Penelitian sebelumnya tentang auditors judgment terutama
mempertimbangkan penilaian individu.
Auditor independen sering mengandalkan pendapat profesional
lainnya dalam memeriksa laporan keuangan klien. Ketergantungan pada
hasil kerja auditor internal menghasilkan penghematan biaya kepada klien
dan/atau perpaduan layanan yang lebih luas untuk biaya yang sama
Umumnya auditor akan mengandalkan auditor internal klien hanya sejauh
mereka dapat menilai kompetensi, objektivitas, dan kinerja personil audit
internal tersebut.
Auditor diwajibkan untuk memutuskan banyak hal sambil melakukan
penjaminan. Untuk memutuskan audit yang tepat diperlukan untuk
menerapkan penilaian profesionalnya terhadap masalah yang sedang
dipertimbangkan. Penilaian profesional adalah keterampilan yang
diperoleh auditor saat lembur dan hanya setelah memperoleh
keterampilan semacam itu, dia dapat menerapkan penilaian profesional.
Auditor memperoleh keterampilan ini dengan cara latihan, ketrampilan;
dan pengalaman. Oleh karena itu penerapan penilaian profesional juga
berarti penerapan pelatihan, keterampilan dan pengalaman auditor. Dan
hanya auditor semacam itu yang diharapkan memperoleh penilaian
profesional yang pelatihan, pengetahuan dan pengalamannya
memungkinkannya mendapatkan tingkat kompetensi yang
memungkinkannya mencapai penilaian yang wajar dalam situasi tertentu.
Secara singkat, penilaian profesional didasarkan secara mendalam dan
tidak setiap auditor diharapkan kompeten untuk setiap tugas.

1.2. Tujuan
Tujuan pembuatan makalah ini adalah dengan adanya makalah ini
kita dapat memahami mengenai audit judment terutama yang berkaitan
dengan prinsip prinsip audit judgment, tantangan yang dihadapi
auuditor berkaitan dengan audit judgment tersebut.

1.3. Manfaat
Diharapkan dengan adanya makalah ini akan menambah
pengetahuan kita berkaitan dengan audit judgment khususnya bagi
mahasiswa akuntansi.
BAB II
TINJAUAN TEORITIS
2.1. Audit Judgment
Audit jugment merupakan suatu pertimbangan pribadi atau cara
pandang auditor dalam menanggapi informasi yang mempengaruhi
dokumentasi bukti serta permbuatan keputusan pendapat auditor atas
laporan keuangan suatu entitas.

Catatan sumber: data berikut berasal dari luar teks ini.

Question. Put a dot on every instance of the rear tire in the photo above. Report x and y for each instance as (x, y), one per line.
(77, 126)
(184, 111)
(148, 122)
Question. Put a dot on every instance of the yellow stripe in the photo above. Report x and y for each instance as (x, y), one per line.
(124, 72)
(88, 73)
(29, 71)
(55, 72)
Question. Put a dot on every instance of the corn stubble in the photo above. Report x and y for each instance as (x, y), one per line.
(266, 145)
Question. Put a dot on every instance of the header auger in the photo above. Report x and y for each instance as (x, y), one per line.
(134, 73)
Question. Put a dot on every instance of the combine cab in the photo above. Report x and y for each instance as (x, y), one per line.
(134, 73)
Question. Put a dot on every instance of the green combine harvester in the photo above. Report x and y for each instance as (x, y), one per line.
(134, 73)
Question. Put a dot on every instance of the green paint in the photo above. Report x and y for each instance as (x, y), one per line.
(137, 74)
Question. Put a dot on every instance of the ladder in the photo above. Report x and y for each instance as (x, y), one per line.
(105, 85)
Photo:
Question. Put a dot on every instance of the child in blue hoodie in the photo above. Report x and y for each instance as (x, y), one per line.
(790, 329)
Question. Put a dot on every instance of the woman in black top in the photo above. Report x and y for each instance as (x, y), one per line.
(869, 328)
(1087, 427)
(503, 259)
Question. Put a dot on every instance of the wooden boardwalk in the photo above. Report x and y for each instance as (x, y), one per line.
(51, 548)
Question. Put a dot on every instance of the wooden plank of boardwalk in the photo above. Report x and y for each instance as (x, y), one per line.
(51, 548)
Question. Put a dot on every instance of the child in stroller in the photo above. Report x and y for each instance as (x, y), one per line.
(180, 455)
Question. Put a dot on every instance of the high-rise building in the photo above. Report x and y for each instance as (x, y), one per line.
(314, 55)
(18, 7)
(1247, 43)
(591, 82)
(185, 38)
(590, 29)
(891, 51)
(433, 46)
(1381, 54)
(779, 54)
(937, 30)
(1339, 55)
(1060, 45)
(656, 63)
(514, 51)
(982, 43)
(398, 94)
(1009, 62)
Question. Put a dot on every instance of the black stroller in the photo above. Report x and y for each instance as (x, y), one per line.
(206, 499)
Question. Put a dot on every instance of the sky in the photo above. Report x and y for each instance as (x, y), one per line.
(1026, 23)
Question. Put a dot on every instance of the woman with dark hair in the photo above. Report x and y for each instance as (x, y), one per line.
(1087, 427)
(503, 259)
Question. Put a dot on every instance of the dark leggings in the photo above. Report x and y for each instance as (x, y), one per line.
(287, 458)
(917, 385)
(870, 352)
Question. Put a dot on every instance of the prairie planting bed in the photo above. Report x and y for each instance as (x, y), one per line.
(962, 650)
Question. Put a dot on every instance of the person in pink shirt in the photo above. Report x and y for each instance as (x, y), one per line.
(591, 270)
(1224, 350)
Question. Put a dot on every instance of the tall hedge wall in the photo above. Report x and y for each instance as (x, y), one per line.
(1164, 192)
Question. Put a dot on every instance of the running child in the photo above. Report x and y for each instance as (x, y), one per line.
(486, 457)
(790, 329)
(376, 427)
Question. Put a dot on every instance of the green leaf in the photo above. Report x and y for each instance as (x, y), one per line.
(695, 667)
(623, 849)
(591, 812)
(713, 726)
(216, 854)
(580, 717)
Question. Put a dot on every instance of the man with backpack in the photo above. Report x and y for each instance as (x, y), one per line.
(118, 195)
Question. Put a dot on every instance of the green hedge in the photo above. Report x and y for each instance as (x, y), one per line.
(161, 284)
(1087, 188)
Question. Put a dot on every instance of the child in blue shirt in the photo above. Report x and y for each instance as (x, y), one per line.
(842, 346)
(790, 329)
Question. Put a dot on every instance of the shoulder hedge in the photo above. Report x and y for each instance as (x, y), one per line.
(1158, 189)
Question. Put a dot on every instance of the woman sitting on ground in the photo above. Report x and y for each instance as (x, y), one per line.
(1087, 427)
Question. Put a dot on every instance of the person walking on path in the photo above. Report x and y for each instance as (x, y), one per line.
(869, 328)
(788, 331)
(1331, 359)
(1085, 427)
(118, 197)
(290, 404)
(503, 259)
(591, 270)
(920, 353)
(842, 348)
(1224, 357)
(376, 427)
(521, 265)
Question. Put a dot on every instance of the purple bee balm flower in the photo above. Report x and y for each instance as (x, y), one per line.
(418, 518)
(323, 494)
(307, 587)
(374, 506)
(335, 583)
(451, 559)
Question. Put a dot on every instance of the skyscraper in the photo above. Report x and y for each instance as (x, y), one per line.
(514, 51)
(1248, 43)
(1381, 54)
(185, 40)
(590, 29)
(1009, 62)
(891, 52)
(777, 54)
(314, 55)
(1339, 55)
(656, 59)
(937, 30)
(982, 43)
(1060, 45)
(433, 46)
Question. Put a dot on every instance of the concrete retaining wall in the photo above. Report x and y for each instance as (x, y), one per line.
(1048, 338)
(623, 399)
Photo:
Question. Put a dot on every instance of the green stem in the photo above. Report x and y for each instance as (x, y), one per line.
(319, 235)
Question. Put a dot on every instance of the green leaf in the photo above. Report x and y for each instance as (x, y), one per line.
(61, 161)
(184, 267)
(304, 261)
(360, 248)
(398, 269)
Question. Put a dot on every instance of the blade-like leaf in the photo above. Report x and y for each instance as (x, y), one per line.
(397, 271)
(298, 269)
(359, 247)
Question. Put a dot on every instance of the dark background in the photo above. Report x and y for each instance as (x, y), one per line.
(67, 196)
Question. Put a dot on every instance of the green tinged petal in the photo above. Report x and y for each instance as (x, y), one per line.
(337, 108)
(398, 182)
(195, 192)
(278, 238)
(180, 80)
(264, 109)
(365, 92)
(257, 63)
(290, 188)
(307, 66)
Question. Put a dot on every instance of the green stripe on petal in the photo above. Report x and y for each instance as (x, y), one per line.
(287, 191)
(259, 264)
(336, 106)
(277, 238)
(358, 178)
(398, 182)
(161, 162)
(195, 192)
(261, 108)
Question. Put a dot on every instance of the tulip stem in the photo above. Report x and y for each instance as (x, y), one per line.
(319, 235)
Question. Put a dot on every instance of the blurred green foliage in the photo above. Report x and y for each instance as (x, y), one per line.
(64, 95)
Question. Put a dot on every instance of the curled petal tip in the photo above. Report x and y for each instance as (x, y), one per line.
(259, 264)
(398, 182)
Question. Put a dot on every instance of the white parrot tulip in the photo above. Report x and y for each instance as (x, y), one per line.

Disis lain audit judgment adalah
kebijakan auditor dalam menentukan pendapat mengenai hasil auditnya
yang mengacu pada pembentukan suatu gagasan, pendapat atau
perkiraan tentang suatu objek, peristiwa, status, atau jenis peristiwa
lainnya. Proses judgment tergantung pada kedatangan informasi yang
terus menerus, sehingga dapat mempenagruhi pilihan dan cara pilihan
tersebut dibuat. Setiap langkah dalam proses audit judgment, jika
informasi terus menerus datang akan munvul pertimbangan baru dan
keputusan atau pilihan baru.
Judgment sering dibutuhkan oleh auditor dalam melakksanakan audit
atas laporan keuangan suatu entitas. Audit judgment melekat pada setiap
tahap dalam pross audit laporan keuangann, yaitu penerimaan perikatan
audit, perencanaan audit, pelaksanaan pengujian audit, dan pelaporan
audit. Contoh penggunaan audit daam pengambilan keputusan audit
berkaitan dengan penetapan materialitas, penilaian isitem pengendalian
internal, penetapan tingkat risiko, penetapan strategi audit yang
digunakan, penentuan prosedur audit, evalusi bukti yang diperoleh,
penilaian going concern perusahaan, dan sampai pada opini yang akan
diberikan auditor.
Dalam standar pemeriksaaan Badan Pemeriksa Keuangan dijelaskan
bahwa pemeriksa harus menggunakan pertimbangan profesionalnya
untuk menentukan hal hal yang terkait dengan pemeriksaaan yang
dilakukan, baik dalam pemeriksaan keuangan, pemeriksaan kinerja, dan
pemeriksaaan dengan tujuan tertentu. Pertimbangan profesional tersebut
diantaranya berkaitan dengan gangguan terhadap indenpendensi
perimbangan tentang hasil pemeriksaaan sebelumnya serta tindak lanjut
atas rekomendasi yang berkaitan dengan tujuan pemeriksaan yang
dilaksanakan, pertimbangan profesionalnya terhadap prosedur
pemeriksaan yang dirancang untuk menilai salah saji material dan
mempertimbangkan pengendalian internal dari entitas yang diperiksa.
Keyakinan hanya dapat didukung atas dasar sejauh mana seorang
auditor dapat menjelaskan fakta fakta dari bukti bukti yang berhasil
diurai. Dalam hal ini adalah kualitas diri dari setiap individu auditor juga
mempengaruhi kualitas dari jugment yang dihasilkan. Setiap auditor dapat
menghasilkan judgment yang berbeda untuk suatu penugasan audit yang
sama. Sehingga auditor harus selalu mengasah kemampuannya karena
semakin handal judgment yang diambil oleh auditor maka akan semakin
handal pula opini audit yang dikeluarkan oleh auditor.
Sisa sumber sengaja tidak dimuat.